Nowojorska policja wszczęła śledztwo w sprawie śmierci Richarda Descoingsa francuskiego naukowca, szefa prestiżowego Instytutu Nauk Politycznych. Okoliczności śmierci policja określa jako „podejrzane”.
Descoings miał wziąć udział w konferencji w Nowym Jorku, ale nie pojawił się na jej rozpoczęciu we wtorek rano. Zaniepokojeni organizatorzy zadzwonili do hotelu. Jego pracownicy zajrzeli do pokoju, ale wycofali się, gdy wydało się im, że słyszą chrapanie. Nieobecność Descoingsa przeciągała się i do pokoju zajrzano ponownie we wtorek po południu, wówczas znaleziono naukowca martwego. Według źródeł policji 53-letni Descoings znaleziono nagiego, zaś pokój był w nieładzie.
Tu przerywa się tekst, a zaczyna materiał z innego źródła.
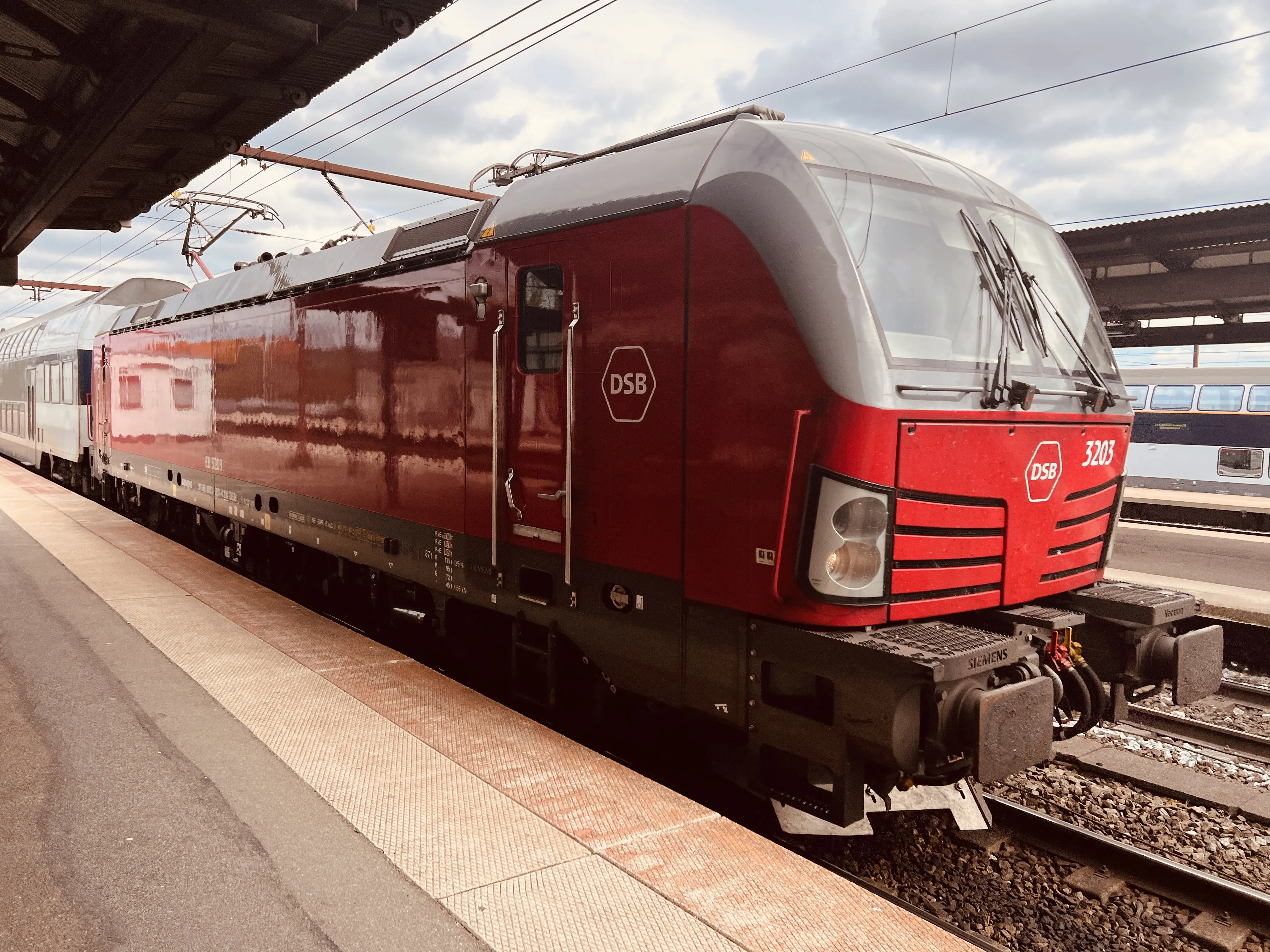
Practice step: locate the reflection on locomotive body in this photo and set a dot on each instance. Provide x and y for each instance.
(162, 397)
Richard Descoings kierował Instytutem Nauk Politycznych przez ostatnie 16 lat. Zdobył rozgłos dzięki przeprowadzonym na uczelni głębokim reformom. Umożliwiły one naukę na tej jednej z najbardziej prestiżowych uczelni we Francji studentom z biedniejszych rodzin, a także z zagranicy. Ostatnio Descoings na polecenie prezydenta Sarkozy’ego pracował nad pomysłami doskonalenia francuskich uczelni wyższych.